The human ACE-2 receptor binding domain of SARS-CoV-2 express on the viral surface of the Newcastle disease virus as a non-replicating viral vector vaccine candidate

• Published in: PloS one Vol. 17; no. 2; p. e0263684
• Main Authors: Jung, Bo-Kyoung, An, Yong Hee, Jang, Jin-Ju, Jeon, Joo Hee, Jang, Sung Hoon, Jang, Hyun
• Format: Journal Article
• Language: English
• Published: United States Public Library of Science 08.02.2022; Public Library of Science (PLoS)

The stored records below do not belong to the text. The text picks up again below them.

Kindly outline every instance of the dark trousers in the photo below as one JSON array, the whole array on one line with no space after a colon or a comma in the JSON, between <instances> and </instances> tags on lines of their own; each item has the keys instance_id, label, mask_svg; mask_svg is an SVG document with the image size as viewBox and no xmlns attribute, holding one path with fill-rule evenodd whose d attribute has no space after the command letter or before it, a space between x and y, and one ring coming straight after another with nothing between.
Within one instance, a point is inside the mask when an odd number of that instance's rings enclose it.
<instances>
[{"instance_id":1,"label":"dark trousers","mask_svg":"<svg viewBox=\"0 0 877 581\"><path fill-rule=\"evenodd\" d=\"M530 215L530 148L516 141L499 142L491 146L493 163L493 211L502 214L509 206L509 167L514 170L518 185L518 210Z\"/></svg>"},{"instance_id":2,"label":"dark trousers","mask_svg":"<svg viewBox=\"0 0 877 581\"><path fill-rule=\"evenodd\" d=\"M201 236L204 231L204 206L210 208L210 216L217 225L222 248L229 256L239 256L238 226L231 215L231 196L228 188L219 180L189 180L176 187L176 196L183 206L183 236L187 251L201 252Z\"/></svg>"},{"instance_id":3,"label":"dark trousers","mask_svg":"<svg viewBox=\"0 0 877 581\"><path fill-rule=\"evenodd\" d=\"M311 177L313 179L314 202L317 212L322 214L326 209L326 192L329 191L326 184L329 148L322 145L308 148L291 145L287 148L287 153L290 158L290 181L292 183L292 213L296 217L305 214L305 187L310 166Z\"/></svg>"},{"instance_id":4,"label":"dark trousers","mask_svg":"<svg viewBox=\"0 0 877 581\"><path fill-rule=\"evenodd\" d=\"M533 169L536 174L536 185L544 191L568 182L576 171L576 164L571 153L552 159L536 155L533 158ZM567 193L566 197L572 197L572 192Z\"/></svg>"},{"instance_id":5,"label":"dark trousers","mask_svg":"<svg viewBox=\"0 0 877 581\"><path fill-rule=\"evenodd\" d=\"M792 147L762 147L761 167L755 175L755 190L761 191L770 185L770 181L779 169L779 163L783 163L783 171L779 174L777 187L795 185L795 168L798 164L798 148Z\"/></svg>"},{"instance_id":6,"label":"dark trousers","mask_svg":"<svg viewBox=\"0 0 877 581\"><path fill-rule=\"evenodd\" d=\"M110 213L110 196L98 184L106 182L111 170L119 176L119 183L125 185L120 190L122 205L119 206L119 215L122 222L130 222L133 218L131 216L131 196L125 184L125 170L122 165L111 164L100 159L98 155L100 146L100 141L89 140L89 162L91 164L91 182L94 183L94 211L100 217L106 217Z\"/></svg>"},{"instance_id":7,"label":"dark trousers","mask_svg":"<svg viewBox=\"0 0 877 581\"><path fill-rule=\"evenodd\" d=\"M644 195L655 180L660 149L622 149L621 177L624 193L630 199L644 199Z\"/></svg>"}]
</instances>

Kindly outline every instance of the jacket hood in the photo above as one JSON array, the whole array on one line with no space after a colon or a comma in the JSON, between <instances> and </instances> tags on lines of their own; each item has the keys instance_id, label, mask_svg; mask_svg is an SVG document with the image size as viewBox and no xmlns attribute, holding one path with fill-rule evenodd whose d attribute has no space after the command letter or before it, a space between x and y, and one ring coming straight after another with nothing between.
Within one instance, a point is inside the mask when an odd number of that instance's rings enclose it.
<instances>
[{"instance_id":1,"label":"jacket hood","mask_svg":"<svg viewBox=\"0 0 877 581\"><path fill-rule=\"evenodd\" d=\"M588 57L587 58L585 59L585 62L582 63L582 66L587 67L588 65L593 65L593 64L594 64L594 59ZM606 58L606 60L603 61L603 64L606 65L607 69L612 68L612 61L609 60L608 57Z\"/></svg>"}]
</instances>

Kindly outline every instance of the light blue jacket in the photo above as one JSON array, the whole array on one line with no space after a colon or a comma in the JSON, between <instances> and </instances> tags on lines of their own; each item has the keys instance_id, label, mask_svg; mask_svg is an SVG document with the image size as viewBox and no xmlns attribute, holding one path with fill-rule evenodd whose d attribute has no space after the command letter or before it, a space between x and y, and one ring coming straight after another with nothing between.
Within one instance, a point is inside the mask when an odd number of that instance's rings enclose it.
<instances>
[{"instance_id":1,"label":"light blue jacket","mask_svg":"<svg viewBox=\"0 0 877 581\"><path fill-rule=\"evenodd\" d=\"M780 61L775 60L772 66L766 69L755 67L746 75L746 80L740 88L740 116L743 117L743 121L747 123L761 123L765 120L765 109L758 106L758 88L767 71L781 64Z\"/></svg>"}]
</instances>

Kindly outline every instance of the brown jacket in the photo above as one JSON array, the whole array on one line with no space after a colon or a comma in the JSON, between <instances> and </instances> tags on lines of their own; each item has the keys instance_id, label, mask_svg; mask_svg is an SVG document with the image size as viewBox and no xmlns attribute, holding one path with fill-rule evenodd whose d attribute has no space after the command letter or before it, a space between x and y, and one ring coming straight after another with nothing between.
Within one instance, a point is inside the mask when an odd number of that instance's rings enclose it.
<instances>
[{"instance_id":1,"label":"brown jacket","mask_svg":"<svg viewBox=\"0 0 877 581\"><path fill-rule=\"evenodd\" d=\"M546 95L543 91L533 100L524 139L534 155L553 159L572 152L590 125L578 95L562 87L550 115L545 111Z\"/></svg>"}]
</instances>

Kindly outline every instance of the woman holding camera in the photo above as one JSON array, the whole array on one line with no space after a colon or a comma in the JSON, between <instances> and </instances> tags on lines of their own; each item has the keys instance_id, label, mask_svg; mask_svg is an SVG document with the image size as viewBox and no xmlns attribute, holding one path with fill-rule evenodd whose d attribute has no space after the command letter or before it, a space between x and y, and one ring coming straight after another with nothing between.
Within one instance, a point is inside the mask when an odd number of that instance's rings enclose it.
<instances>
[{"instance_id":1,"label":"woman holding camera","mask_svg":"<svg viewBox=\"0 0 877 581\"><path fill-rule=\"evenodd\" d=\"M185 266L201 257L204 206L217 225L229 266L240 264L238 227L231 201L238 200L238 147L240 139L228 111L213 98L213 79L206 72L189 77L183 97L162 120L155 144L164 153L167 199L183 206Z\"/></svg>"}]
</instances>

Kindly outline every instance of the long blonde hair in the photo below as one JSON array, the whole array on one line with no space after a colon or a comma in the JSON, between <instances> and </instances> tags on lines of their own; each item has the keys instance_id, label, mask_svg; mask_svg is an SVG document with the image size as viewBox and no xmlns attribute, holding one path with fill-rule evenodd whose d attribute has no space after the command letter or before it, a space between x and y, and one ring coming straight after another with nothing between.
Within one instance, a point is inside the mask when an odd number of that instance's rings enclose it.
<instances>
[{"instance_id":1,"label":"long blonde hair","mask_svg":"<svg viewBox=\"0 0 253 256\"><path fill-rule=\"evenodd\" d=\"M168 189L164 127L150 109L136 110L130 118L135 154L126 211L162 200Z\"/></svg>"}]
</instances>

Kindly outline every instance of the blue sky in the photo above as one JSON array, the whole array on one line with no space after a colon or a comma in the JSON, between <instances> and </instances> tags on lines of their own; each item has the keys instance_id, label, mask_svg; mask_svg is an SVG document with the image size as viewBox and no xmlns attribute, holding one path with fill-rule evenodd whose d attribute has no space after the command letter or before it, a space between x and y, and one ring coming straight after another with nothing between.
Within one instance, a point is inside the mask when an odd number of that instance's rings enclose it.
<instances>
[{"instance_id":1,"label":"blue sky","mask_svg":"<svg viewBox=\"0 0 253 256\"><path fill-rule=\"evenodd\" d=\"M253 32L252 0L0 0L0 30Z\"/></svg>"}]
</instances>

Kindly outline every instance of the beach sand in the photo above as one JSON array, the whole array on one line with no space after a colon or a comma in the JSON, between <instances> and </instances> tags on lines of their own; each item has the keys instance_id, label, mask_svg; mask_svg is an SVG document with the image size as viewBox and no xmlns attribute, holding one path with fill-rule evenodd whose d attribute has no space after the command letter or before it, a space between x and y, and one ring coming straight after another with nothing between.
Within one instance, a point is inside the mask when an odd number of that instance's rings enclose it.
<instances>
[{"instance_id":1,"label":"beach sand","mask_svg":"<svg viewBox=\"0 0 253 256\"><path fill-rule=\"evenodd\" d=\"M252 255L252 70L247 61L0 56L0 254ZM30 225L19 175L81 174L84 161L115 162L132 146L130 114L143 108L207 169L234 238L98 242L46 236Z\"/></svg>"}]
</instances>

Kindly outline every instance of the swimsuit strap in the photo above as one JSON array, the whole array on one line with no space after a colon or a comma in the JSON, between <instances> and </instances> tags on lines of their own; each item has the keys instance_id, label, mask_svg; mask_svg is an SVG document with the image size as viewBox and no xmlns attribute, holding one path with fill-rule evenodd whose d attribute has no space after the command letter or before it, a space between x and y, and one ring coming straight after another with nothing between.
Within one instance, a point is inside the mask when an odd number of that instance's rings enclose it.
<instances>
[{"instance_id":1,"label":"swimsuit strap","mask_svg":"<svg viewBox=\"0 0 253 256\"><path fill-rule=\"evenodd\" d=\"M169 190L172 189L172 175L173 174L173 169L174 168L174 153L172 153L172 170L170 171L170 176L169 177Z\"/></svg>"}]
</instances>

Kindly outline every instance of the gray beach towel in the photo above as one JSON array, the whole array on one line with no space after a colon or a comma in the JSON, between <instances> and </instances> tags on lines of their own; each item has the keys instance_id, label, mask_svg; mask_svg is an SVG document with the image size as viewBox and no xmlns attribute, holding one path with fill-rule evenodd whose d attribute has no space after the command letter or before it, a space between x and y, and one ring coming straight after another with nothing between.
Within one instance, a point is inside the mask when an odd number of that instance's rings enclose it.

• Subjects: ACE inhibitors; Analysis; Angiotensin-Converting Enzyme 2 - immunology; Animals; Antibodies; Antibodies, Neutralizing - immunology; Antibodies, Viral - immunology; Antigens; Binding; Biology and life sciences; Coronaviruses; COVID-19; COVID-19 - immunology; COVID-19 - prevention & control; COVID-19 - virology; COVID-19 vaccines; COVID-19 Vaccines - immunology; Diagnosis; Disease transmission; Domains; Economic impact; Fatalities; Female; Gene expression; Genetic aspects; Genomes; Humans; Impact analysis; Infections; Medicine and health sciences; Mice; Mice, Inbred BALB C; Neutralization; Newcastle disease; Newcastle disease virus - genetics; Newcastle disease virus - immunology; Optical density; Pandemics; Patients; Peptides; Pneumonia; Protein Binding; Protein Domains; Protein folding; Proteins; R&D; Receptors; Research & development; Research and Analysis Methods; SARS-CoV-2 - immunology; Severe acute respiratory syndrome; Severe acute respiratory syndrome coronavirus 2; Vaccines; Vectors (Biology); Viral diseases; Viral infections; Viral Vaccines - immunology; Viruses; South Korea; Europe; China
• ISSN: 1932-6203; 1932-6203
• DOI: 10.1371/journal.pone.0263684

Since the SARS-CoV-2 infection was identified in December 2019, SARS-CoV-2 infection has rapidly spread worldwide and has become a significant pandemic disease. In addition, human death and serious health problem caused by SARS-CoV-2 infection, the socio-economic impact has been very serious. Here, we describe the development of the viral vector vaccine, which is the receptor-binding domain (RBD) of SARS-CoV-2 expressed on the surface of Newcastle disease virus (LVP-K1-RBD19). The RBD protein concentrations on the viral surface were measured by the sandwich ELISA method. 10 6.7 TCID 50 /ml of LVP-K1-RBD19 has a 0.17 μg of RBD protein. Optical density (OD) values of mouse sera inoculated with 10 μg of RBD protein expressed on the surface of LVP-K1-RBD19 generated 1.78-fold higher RBD-specific antibody titers than mice inoculated with 10 μg RBD protein with alum at 28 dpi. Moreover, mice inoculated with 10 μg of RBD protein expressed on the surface of LVP-K1-RBD19 virus showed more than 80% neutralization at 1:256 against the SARS-CoV-2 pseudovirus. These results demonstrated that inactivated LVP-K1-RBD19 virus produces neutralizing antibodies against SARS-CoV-2 in a short period and could be elect protective immunity in humans and LVP-K1-RBD19 will be a good candidate for the COVID-19 vaccine.